# Towards Coarse-Grained Reconfigurable Approximate Computing with CGRAgen

Hans Jakob Damsgaard, Aleksandr Ometov, Jari Nurmi Electrical Engineering Unit, Tampere University, Tampere, Finland {hans.damsgaard, aleksandr.ometov, jari.nurmi}@tuni.fi

*Abstract*—Modern Edge Computing devices execute applications that must meet strict latency requirements as per traditional standardization activities. Achieving the needed performance implies a need for efficiency in all aspects, thus, flexible solutions are needed. In this Ph.D. project, we address this issue for errortolerant applications by using Coarse-Grained Reconfigurable Arrays (CGRAs) enriched with Approximate Computing (AxC) features. To do so, we aim to develop a CGRA architecture modeling, mapping, and hardware generation flow complete with AxC hardware primitives and significance analysis.

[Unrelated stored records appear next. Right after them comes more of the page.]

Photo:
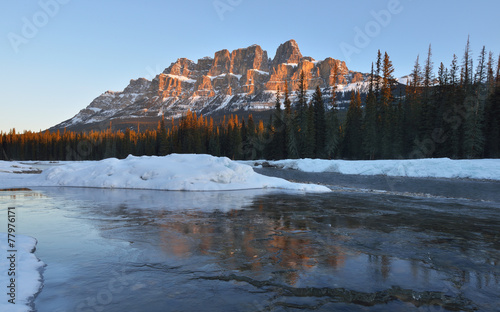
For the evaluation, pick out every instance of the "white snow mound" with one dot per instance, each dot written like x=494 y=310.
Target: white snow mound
x=175 y=172
x=28 y=279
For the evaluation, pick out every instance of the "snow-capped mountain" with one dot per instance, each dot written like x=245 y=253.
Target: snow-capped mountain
x=244 y=79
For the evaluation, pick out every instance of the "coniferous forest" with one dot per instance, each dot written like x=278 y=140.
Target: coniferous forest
x=452 y=112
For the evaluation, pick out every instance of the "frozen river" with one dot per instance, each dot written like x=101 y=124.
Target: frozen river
x=349 y=250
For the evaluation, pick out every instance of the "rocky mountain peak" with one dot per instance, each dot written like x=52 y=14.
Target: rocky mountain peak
x=244 y=79
x=287 y=52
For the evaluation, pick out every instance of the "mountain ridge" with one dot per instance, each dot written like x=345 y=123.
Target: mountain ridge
x=243 y=79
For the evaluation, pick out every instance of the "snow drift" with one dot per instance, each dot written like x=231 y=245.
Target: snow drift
x=28 y=279
x=176 y=172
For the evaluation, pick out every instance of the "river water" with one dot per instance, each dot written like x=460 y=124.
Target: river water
x=349 y=250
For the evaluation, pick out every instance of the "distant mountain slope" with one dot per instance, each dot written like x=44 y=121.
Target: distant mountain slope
x=244 y=79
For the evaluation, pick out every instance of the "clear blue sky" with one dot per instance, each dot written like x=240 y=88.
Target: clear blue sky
x=55 y=59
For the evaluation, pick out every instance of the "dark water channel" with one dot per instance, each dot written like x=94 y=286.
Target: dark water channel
x=126 y=250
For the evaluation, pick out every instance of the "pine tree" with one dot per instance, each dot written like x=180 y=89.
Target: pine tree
x=277 y=145
x=302 y=116
x=332 y=123
x=162 y=138
x=370 y=137
x=319 y=123
x=492 y=116
x=352 y=143
x=386 y=100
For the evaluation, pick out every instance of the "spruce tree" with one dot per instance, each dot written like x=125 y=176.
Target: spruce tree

Index Terms—approximate computing, coarse-grained reconfigurable array, computation offloading, mapping

### I. INTRODUCTION

Effectively tackling the communication demands of the increasingly popular Internet of Things domain requires powerful, distributed computing at the network Edge [1]. Related applications are diverse, and, fortunately, many show resilience to constrained computational errors [1]. The latter permits energy and latency savings through Approximate Computing (AxC), while reconfigurability can address the former. In this Ph.D. project, we will explore the combination of these features in Coarse-Grained Reconfigurable Arrays (CGRAs). These architectures comprise mesh arrays of Processing Elements (PEs) that integrate routing, arithmetic, logic, and buffering hardware, see Fig. 1. CGRAs shine in scenarios where the high-overhead, bit-level reconfigurability of Field-Programmable Gate Arrays (FPGAs) is unnecessary. Integrating multiple AxC techniques into CGRAs remains largely unexplored with initial results being promising [2].

Working with CGRAs requires a powerful yet flexible tool flow. Therefore, we are developing *CGRAgen*, aiming to: 1) mitigate a lack of well-engineered open-source flows for mapping Data Flow Graphs (DFGs) to diverse CGRAs, and 2) enable design space exploration on CGRAs integrating AxC features. CGRAgen is developed in Scala and comprises modules designed to be self-contained and, as far as possible, non-reliant on third-party libraries. Initially, it was closely modeled after CGRA-ME [3] but has since been upgraded substantially. This paper introduces CGRAgen, provides preliminary mapping and hardware generation results, and discusses prospective directions for future work.



Fig. 1: Overview of a generic CGRA architecture with external control, interconnect, and buffer logic [4].

#### II. THE CGRAGEN FLOW

Like other open-source CGRA flows [3], [5], CGRAgen models applications as DFGs whose nodes represent logic or arithmetic operations and edges the data dependencies between these. We describe DFGs in a subset of the DOT language, requiring that 1) nodes define the opcode attribute that determines which PEs they can be mapped to, and 2) edges define the operand attribute that indicates their arithmetic position in the sink operation, in addition to their source and sink nodes. Internal to CGRAgen, this representation is transformed into an actual graph before mapping. So far, we have resorted to describing DFGs manually but aim at automating this with a traditional compiler flow as in other open-source tools [3], [5]. We also intend to add a significance analysis pass that assigns approximation modes to operations given quality constraints of individual outputs to simplify using AxC techniques.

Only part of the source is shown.